AA204, Arts & Administration Building, University of Toronto Scarborough
  • February 10, 2026 - 1 – 2 pm

Visiting Artist Lecture: Xuan Ye

Part of the Visiting Artist Lecture Series 2025-2026: Futures Otherwise: Memory, Myth and the Politics of Tomorrow, co-presented by the Doris McCarthy Gallery and Studio Art program, Department of Arts, Culture & Media

Xuan Ye (叶轩) makes noise as a compass, navigating the eddies of art, music, and technology. Their practice unfolds in a vibrational world-building via software, sound, image, installation, performance, publication, and teaching. Their work has appeared in recent solo exhibitions at the Centre for Culture and Technology (2025) and MOCA Toronto (2022), and in group showcases at the Kamias Triennial (2024), UCCA Center for Contemporary Art (2022, Shanghai), UQAM and Venice Architecture Biennale (2021), MUTEK Montreal (2021), Peer to Space (2021, Berlin), the Art Gallery of Ontario (2019, Toronto), the Goethe-Institut (2018, Beijing), among others. They have been recognized with awarded residencies at the University of Toronto (2025/26), ZHdK (2024), and Pro Helvetia (2023). Their practice has also been critically featured and reviewed in Canadian Art (Winter 2020 & Spring 2020), ArtAsiaPacific (Issue 111), KUNSTFORUM (Vol. 257), and Bandcamp Daily (Best Experimental Albums). X serves as an Assistant Professor at the University of Waterloo.

This talk is free and open to the public, all are welcome. Registration required. If you have accommodation needs, please let us know through the registration form or contact dmg.utsc@utoronto.ca.

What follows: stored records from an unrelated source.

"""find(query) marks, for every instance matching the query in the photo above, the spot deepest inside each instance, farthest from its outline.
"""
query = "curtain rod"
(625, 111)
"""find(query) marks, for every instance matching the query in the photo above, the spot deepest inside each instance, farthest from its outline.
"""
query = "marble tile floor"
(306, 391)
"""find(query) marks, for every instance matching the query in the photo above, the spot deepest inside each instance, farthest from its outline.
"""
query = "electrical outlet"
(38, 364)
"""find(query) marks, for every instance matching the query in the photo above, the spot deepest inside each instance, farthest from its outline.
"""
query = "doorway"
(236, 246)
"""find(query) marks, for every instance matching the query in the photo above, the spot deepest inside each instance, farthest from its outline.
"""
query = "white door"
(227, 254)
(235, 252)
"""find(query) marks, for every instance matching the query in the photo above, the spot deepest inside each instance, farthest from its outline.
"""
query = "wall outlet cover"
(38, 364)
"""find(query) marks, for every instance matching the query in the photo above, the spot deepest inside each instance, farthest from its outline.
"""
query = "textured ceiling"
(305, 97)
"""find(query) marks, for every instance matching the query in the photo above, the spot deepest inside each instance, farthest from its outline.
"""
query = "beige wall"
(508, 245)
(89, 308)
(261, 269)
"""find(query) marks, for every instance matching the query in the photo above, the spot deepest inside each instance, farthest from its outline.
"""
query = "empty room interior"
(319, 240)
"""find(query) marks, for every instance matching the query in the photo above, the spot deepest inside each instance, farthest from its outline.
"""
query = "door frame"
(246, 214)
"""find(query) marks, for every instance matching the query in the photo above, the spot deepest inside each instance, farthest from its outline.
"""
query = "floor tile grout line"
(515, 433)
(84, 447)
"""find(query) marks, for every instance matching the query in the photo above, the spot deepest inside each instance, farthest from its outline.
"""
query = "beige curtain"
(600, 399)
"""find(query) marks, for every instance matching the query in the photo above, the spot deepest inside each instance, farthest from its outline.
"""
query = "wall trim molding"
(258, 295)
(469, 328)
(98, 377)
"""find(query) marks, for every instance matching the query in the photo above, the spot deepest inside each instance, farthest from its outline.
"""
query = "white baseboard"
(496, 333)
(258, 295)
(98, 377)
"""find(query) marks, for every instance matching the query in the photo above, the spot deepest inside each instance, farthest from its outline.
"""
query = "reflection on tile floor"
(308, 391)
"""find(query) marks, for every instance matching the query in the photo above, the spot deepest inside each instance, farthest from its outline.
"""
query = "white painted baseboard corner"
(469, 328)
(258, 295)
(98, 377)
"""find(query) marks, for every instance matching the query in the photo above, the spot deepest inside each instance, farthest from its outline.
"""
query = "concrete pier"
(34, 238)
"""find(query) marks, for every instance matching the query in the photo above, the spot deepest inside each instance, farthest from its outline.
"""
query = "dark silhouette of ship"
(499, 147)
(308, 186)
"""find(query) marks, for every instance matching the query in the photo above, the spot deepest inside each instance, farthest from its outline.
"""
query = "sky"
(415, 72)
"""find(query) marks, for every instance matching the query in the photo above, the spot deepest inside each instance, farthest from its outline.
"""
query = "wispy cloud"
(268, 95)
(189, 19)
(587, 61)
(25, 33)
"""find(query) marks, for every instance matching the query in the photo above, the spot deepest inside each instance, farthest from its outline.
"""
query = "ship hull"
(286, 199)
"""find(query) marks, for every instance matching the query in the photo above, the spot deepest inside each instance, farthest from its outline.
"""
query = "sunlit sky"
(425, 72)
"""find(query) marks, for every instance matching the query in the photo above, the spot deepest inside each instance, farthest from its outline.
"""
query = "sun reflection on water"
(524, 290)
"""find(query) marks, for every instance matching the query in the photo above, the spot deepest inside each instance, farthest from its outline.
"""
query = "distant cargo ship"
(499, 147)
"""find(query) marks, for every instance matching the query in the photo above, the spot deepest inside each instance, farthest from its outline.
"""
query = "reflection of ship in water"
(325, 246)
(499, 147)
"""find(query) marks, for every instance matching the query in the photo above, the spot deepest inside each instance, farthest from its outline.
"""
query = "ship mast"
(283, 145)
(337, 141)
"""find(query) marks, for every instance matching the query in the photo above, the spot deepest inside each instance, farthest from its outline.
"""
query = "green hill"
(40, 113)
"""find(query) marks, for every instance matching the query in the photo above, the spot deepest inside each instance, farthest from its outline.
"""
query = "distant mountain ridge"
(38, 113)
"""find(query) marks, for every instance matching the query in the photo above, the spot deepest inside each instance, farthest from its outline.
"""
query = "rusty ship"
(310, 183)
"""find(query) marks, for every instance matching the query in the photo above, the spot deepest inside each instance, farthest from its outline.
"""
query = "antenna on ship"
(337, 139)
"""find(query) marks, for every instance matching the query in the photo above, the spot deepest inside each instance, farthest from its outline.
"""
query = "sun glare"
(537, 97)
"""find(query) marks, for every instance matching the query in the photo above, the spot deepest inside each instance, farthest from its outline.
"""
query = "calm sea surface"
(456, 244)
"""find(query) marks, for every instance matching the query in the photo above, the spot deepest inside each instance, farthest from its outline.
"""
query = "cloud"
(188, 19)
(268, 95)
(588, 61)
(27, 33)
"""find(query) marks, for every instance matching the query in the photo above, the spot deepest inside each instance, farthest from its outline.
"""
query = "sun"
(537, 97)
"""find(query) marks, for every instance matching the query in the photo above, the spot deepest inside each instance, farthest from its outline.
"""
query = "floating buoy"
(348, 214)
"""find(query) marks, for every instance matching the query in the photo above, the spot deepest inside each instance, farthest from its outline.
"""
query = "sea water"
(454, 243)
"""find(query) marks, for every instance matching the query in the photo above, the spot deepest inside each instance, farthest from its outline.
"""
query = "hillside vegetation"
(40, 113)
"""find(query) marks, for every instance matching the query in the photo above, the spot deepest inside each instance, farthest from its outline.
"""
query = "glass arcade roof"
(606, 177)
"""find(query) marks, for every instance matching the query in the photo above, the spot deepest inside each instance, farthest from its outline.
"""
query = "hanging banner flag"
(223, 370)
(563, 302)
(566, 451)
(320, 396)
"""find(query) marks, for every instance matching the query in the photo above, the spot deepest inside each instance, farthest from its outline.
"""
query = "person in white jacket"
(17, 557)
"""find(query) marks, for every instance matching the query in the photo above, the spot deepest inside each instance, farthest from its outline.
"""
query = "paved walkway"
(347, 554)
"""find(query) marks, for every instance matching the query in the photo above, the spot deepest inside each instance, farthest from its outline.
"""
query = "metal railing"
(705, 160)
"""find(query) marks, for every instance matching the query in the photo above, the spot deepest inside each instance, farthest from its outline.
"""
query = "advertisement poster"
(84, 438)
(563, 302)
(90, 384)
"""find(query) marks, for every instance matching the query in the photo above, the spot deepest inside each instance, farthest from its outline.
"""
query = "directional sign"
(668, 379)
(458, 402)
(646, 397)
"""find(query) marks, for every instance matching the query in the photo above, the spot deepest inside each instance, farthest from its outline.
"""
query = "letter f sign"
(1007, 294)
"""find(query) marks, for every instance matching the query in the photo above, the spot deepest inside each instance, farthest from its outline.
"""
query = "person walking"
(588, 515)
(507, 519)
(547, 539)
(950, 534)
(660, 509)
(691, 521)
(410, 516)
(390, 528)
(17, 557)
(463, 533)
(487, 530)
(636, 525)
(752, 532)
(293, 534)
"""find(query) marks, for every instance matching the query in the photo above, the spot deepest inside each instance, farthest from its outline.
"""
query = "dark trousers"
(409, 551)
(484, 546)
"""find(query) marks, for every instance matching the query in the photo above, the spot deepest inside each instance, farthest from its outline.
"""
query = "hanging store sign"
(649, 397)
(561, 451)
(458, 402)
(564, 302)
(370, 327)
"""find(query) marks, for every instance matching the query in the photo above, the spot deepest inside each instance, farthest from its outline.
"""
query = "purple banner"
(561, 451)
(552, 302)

U of T Scarborough students attending for course credit should register here

This talk is part of the Visiting Artist Lecture Series, co-presented by the Doris McCarthy Gallery & Studio Art program, Department of Arts, Culture & Media, University of Toronto Scarborough. The theme of this year's series, Futures Otherwise: Memory, Myth and the Politics of Tomorrow, invites artists to share insights into their respective practices exploring themes including Afrofuturism, Indigenous futurisms, diasporic mythology, techno-utopian, queer temporalities, and beyond. These artists engage with the future not just as speculative, but as a site of resistance, healing, memory and radical re-imagining. 

This is a seated event. The classroom is wheelchair accessible.